For most people and businesses, the internet of things is still limited to a home, building, or campus network. If you want your device to work outside of a pre-determined space, then you have to rely on cellular, with all of the costs it entails. And while it makes sense to give a car a 4G modem and perhaps to buy a data plan, it’s a much tougher sell to get people to buy an expensive device and pay a monthly fee for something like a mailbox sensor or a pet tracker.
That’s why Low-Power Wide-Area Networks, or LPWANs, are so integral for the internet of things. The cellular world is banking on a standard called NB-IoT, which consumes less battery power and shouldn’t cost as much as traditional cellular options, while companies such as Amazon are building their own low power wide area networks using existing radios and mesh technology. But thanks to recent updates, long-range (LoRa) is looking like the LPWAN to beat.
Semtech, the company that makes LoRa chips, this week announced a deal with Helium, a company that is using a distributed ledger and shared hotspots to create a homegrown mesh network for the internet of things. The deal will turn the existing 3,000-plus Helium hotspots that are in use around the U.S. into points on a nationwide LoRa network.

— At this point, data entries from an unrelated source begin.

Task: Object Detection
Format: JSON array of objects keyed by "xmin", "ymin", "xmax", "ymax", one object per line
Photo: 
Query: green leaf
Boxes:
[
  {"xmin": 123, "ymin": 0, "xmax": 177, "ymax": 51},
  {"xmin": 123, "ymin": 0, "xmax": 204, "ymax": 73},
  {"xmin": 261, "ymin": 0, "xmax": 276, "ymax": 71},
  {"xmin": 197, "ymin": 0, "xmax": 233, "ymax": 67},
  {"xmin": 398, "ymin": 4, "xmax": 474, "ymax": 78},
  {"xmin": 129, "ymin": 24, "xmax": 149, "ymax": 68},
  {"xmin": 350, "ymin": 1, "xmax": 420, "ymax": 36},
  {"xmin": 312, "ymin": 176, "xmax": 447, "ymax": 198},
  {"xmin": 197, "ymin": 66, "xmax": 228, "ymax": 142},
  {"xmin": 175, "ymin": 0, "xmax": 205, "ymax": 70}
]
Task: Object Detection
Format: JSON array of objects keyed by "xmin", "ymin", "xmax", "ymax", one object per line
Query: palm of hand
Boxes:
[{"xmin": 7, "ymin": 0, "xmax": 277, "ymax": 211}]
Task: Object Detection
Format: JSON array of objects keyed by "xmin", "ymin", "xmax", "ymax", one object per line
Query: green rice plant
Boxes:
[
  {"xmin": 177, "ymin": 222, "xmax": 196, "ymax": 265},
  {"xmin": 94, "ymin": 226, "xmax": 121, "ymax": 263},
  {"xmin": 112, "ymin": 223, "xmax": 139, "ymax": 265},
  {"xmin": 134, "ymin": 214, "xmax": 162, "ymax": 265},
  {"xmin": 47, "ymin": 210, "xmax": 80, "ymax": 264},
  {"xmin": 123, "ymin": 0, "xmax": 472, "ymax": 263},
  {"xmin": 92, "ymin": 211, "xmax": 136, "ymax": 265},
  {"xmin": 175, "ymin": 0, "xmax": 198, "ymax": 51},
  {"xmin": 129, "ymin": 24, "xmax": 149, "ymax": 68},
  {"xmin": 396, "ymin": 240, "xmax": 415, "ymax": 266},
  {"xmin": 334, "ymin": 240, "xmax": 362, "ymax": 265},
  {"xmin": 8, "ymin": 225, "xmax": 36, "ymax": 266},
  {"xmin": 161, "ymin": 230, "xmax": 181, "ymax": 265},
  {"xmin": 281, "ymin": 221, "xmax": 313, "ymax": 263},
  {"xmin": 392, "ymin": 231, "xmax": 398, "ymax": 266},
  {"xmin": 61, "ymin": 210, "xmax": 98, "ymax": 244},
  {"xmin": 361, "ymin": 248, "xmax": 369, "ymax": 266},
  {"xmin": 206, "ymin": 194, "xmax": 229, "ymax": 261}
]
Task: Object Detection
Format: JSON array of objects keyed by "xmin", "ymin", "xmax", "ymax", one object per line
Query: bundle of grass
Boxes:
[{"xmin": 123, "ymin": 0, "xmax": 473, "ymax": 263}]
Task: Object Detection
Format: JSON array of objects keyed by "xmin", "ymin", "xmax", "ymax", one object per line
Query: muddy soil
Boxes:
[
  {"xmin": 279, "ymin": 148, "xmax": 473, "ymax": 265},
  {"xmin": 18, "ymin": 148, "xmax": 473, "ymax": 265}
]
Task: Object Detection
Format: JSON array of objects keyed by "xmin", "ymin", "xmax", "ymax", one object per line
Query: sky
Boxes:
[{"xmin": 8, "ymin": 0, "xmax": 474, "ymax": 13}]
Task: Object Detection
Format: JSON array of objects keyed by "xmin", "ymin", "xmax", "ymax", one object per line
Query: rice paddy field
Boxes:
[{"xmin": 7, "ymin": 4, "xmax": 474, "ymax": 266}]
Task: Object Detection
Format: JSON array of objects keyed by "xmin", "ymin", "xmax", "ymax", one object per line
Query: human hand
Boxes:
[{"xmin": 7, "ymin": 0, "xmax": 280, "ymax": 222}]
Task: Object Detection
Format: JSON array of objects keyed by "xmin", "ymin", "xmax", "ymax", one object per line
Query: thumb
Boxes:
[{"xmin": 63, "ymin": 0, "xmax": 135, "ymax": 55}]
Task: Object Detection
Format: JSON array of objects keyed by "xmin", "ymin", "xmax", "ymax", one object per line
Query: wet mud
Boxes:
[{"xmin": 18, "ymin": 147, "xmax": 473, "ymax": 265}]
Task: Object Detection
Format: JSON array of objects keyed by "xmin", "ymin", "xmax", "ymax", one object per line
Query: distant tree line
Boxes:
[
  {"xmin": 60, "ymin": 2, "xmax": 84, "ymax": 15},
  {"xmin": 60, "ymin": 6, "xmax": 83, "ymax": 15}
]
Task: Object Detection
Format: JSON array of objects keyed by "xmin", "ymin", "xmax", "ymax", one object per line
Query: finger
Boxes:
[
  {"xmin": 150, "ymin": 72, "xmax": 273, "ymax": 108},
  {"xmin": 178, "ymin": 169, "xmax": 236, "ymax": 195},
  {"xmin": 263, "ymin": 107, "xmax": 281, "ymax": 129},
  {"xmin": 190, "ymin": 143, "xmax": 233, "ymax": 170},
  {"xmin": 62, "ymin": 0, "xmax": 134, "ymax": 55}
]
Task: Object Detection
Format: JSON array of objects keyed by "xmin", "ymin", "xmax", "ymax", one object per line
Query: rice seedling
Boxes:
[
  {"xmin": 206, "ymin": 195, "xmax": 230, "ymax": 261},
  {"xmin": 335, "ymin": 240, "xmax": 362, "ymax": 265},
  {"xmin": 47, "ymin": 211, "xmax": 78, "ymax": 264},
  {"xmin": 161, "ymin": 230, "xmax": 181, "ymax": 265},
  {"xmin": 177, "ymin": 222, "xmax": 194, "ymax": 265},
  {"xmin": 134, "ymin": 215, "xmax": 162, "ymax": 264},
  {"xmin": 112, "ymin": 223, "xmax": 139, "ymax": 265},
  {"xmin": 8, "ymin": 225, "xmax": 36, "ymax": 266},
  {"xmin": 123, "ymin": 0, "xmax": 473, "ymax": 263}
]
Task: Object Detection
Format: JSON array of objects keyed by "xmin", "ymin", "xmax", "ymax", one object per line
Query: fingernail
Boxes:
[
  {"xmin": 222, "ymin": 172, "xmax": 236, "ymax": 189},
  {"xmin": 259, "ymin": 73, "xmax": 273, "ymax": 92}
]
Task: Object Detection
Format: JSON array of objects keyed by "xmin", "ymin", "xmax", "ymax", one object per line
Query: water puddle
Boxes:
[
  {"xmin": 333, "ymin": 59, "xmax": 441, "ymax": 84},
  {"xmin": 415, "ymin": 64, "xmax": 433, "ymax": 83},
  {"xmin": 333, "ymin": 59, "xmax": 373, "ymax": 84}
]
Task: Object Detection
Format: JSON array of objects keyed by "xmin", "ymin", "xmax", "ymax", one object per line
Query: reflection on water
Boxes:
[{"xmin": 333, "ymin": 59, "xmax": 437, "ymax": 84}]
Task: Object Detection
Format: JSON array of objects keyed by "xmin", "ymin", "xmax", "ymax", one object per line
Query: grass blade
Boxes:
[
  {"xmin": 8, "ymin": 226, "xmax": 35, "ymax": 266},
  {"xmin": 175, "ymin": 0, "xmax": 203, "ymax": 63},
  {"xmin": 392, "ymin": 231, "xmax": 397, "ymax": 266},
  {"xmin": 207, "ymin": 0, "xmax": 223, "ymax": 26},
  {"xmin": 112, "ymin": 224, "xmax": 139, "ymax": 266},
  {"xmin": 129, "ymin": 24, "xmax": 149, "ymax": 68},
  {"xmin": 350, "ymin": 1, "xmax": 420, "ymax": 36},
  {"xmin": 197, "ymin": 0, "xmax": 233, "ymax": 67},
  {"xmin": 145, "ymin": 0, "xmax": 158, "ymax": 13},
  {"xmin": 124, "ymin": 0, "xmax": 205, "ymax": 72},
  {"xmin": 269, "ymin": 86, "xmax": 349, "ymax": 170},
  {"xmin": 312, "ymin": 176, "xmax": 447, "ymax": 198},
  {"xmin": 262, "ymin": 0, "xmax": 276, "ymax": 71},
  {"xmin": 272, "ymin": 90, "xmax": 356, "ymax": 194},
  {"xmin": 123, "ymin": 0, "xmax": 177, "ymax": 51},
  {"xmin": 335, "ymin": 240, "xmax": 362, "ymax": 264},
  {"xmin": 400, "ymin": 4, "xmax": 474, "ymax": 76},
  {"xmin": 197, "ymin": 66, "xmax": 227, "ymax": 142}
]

Doing so will mean more coverage right out of the gate. It will also turn anyone who can plug in a box and enter a Wi-Fi password into a functioning node in an ever-expanding LoRa network. Helium offers tokens in the Helium cryptocurrency to its hotspot hosts and also uses the distributed ledger technology as a way to authenticate hotspots onto the network.
The deal with Helium is huge for LoRa, but it’s not the only reason the network technology has suddenly become compelling. Last week, Semtech said it will offer LoRa modules that link back to a new cloud service designed to provide location data for any LoRa chip. Because LoRa is a technology that can’t send a ton of data, and because it is designed to save power, it can’t offer GPS or WiFi-based location services on its own.
Historically, that meant if someone wanted real-time asset tracking or even occasional asset tracking, they had to use NB-IoT or traditional cellular. With the new LoRa Edge cloud service, a LoRa radio will track limited data such as nearby Wi-Fi networks and GPS satellite data, then send that info to the cloud to get a precise location. Doing the location calculations in the cloud will save battery power and reduce the amount of processing power needed on the LoRa chip.
The result will be a lower-cost, battery-powered asset tracking solution. Combine that with an easy-to-deploy network and you give companies a wide variety of new services. For example, a retailer could track inventory at its stores by shipping each branch a Helium router, asking them to plug it in, and then tagging items with a LoRaEdge-based chip.
It will almost be as easy as buying an NB-IoT device and relying on cellular, but the LoRa option should be cheaper. Thus, with the location-tracking service and an easy-to-deploy network, Semtech should help drive LoRa adoption to the mainstream and offer alternatives to more traditional LoRa network providers such as Senet, MachineQ, and others.